Это равнодушие к смерти дяди и к возможности наследовать от него свою родовую Хлапонинку было неприятно Елизавете Михайловне прежде всего тем, что являлось как бы очевидным последствием незалеченной еще, неизбытой контузии.
- Как же так "кому писать"!.. Как будто уж действительно некому там будет прочитать нашего письма и на него что-нибудь ответить, - сказала она недовольно.
- Гм... Кому же все-таки? - так же равнодушно снова спросил он.
- Можно написать конторщику или бурмистру Акиму... Наконец, даже и Степаниде.
- Воспаление в легких, должно быть, - подумав, медленно отозвался Хлапонин. - А иначе от чего же еще мог он помереть так скоро?
- Ну, хорошо, допустим, что воспаление в легких... Но ведь, может быть, тебе и в самом доле придется хлопотать насчет ввода во владение Хлапонинкой, как же тогда?
- Если бы вводиться, то пристав так бы и написал, я думаю.
- А может быть, это просто само собой разумеется, поэтому-то он и не писал.

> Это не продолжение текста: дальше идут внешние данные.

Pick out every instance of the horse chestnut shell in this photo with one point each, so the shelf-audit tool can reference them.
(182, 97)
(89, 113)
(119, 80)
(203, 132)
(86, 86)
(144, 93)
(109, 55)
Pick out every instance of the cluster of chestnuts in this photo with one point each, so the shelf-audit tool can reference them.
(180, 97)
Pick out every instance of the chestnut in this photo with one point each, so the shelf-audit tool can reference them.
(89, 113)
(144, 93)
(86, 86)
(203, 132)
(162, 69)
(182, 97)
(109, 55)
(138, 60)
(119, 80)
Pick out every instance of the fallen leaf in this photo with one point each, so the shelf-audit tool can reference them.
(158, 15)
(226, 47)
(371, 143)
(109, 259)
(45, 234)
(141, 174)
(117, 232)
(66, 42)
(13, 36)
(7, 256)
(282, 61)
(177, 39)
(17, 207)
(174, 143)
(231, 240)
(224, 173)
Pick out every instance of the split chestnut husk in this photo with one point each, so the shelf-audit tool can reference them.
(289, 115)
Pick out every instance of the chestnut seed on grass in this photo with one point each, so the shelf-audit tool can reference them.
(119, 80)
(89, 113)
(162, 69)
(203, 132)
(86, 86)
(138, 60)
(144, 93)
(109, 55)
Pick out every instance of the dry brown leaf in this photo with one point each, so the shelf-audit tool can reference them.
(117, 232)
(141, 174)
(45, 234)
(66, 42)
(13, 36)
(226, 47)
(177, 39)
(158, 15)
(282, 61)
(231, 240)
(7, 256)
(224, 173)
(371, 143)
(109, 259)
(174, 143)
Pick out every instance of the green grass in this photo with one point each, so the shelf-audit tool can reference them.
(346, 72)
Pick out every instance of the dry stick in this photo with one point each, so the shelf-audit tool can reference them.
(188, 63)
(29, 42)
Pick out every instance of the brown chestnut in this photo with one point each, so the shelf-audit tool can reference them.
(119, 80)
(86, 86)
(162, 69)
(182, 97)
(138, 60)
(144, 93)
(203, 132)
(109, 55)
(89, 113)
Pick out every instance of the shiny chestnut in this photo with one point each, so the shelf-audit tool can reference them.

Почем же мы с тобой знаем? - возразила она.
Дмитрий Дмитриевич посмотрел на жену долгим и несколько как будто удивленным ее суетностью взглядом и сказал совершенно для нее неожиданно:
- Что же там вводиться?.. Вводиться!.. Я ведь их все равно отпустил бы, если бы даже, допустим, я и ввелся.
- Как отпустил бы? Всех? - изумилась она.
- А что же?.. Людьми торговать нам?
- Почему же именно торговать? Что ты говоришь такое?
По привычке она протянула руку к его лбу, пощупала, не горяч ли; лоб был холодный.
- А раз людей отпустить, надо им и землю, - как же иначе? - продолжал он нить своей мысли, точно боясь, что она оборвется и он не поймает ее концов, если ответит на вопрос жены.
Она же тем временем припомнила, как он, ее странный Митя, сказал Терентию Чернобровкину, когда уезжал из Хлапонинки: "Я не умею быть помещиком!" - и смотрела на него, улыбаясь по-матерински.
- Ну, хорошо, хорошо! Людей отпустить на волю, землю им отдать, но ведь для этого все равно надо хоть на время стать владельцем Хлапонинки!
- А тебе разве так хочется этого? - вдруг спросил он, совершенно серьезно и даже как будто укоризненно на нее глядя.